On Friday I delivered the opening keynote at an conference Colloque ACFAS 2017 « La publication savante en contexte numérique » organized by CRIHN. The keynote was on “Hermeneutica: Le dialogue du texte et le jeu de l’interprétation,” presenting work Stéfan Sinclair and I have been doing on how to integrate text and tools. The context of the talk was a previous colloquium organized by CRIHN:
Après un premier colloque à l’ACFAS du Centre de Recherche Interuniversitaire sur les Humanités Numériques en 2014 (sur les besoins d’analyser l’impact du numérique sur les sciences humaines), l’objectif de notre colloque en 2017 est de repenser d’un point de vue théorique et pratique l’édition savante à l’époque du numérique.
Veliza
In the talk I demonstrated a new tool based on Eliza that we call Veliza. Veliza implements Weizenbaum’s Eliza algorithm but adds the ability to pull a random sentence from the text you are analyzing and send that to the machine. The beta version (not the standard one yet) I was using had two other features.

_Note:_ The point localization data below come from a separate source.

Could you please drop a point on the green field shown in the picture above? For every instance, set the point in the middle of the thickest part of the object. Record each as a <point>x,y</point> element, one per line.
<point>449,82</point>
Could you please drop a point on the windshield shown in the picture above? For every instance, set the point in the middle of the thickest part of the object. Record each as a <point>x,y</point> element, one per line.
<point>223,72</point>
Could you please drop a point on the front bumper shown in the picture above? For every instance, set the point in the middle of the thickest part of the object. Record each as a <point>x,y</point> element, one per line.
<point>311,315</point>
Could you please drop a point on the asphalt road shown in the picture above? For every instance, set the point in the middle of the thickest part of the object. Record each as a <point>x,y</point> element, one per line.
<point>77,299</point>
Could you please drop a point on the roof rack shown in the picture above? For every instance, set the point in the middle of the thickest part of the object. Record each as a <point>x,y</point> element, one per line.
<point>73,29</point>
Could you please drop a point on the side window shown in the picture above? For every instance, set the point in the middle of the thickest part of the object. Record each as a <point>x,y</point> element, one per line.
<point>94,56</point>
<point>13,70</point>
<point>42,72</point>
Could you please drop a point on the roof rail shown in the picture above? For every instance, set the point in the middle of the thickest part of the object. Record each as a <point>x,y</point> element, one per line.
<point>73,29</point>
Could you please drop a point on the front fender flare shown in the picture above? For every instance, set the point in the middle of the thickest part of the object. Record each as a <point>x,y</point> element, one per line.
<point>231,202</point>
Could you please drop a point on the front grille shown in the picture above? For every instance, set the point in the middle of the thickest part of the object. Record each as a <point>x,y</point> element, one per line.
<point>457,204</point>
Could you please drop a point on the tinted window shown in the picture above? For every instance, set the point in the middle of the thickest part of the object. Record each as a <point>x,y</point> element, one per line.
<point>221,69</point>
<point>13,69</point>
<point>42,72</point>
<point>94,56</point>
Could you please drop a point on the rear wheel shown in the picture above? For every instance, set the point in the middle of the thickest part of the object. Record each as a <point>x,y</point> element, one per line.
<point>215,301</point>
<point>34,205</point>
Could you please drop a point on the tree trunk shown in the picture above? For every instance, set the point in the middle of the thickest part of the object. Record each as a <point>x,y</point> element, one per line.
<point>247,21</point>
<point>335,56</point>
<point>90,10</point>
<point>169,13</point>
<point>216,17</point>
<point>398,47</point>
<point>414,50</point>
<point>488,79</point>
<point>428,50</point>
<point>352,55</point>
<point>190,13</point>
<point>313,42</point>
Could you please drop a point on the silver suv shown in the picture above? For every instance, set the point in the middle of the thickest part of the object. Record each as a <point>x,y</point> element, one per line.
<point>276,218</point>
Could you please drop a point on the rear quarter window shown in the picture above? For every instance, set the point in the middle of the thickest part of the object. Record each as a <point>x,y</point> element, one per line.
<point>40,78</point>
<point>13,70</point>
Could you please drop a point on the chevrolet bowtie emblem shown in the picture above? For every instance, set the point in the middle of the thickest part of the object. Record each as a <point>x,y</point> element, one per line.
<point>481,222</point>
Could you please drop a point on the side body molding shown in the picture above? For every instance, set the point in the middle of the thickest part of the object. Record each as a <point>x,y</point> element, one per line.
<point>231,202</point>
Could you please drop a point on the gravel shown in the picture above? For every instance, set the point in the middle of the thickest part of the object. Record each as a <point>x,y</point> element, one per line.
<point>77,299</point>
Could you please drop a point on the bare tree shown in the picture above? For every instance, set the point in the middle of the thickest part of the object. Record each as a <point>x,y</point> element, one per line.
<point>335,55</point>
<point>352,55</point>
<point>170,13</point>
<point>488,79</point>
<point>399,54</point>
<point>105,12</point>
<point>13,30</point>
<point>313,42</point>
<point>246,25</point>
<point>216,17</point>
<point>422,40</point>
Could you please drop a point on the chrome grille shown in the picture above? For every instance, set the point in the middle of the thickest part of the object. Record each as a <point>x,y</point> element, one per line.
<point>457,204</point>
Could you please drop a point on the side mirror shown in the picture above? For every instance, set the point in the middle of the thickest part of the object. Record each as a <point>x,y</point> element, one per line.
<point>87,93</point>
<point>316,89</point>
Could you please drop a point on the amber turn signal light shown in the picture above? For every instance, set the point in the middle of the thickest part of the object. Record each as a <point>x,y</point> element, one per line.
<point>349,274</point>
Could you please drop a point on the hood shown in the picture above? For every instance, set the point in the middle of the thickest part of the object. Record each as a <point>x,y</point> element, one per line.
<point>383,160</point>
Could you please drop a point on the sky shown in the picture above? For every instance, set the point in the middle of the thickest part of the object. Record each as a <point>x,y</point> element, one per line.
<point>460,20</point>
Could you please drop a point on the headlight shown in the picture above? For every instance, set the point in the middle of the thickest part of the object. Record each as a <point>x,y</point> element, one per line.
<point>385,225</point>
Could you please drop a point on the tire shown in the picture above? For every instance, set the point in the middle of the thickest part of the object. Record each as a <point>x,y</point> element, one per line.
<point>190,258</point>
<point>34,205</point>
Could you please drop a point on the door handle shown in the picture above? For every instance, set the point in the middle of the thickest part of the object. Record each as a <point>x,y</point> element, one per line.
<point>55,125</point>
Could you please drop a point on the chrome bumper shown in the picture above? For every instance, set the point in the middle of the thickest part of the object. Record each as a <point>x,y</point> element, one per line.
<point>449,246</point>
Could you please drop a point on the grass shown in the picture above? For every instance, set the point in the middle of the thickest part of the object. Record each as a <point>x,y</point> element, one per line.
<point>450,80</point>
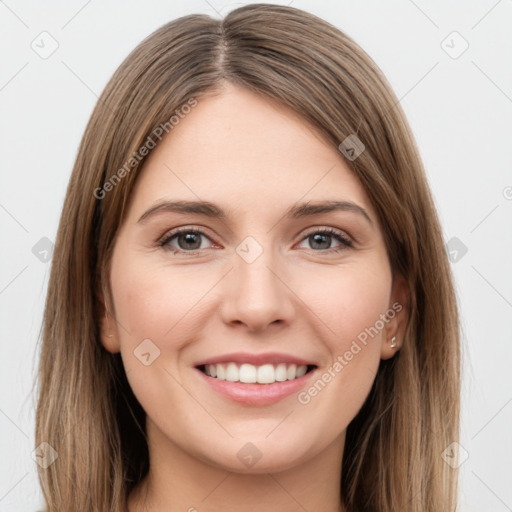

- It allows you to ask for things like “the occurrences of father” and it responds with a Voyant panel in the dialogue.
- Second, it allows you to edit the script that controls Veliza so you can ask it to respond to different keywords.
Spiral
We ended the talk showing the new Voyant enabled literary programming environment called Spiral (as in Spiral notebook.) It is based on JavaScript and like IPython, but it can access Voyant. You can call up Voyant panels (like Veliza) and change their parameters. Above you can see a notebook where I have added a new set of rules to the scrip and then call up the Veliza panel using that new rules.
This talk was actually the first time we have showed either Veliza or Spiral. Both are still in beta, but will be coming soon to the distribution Voyant.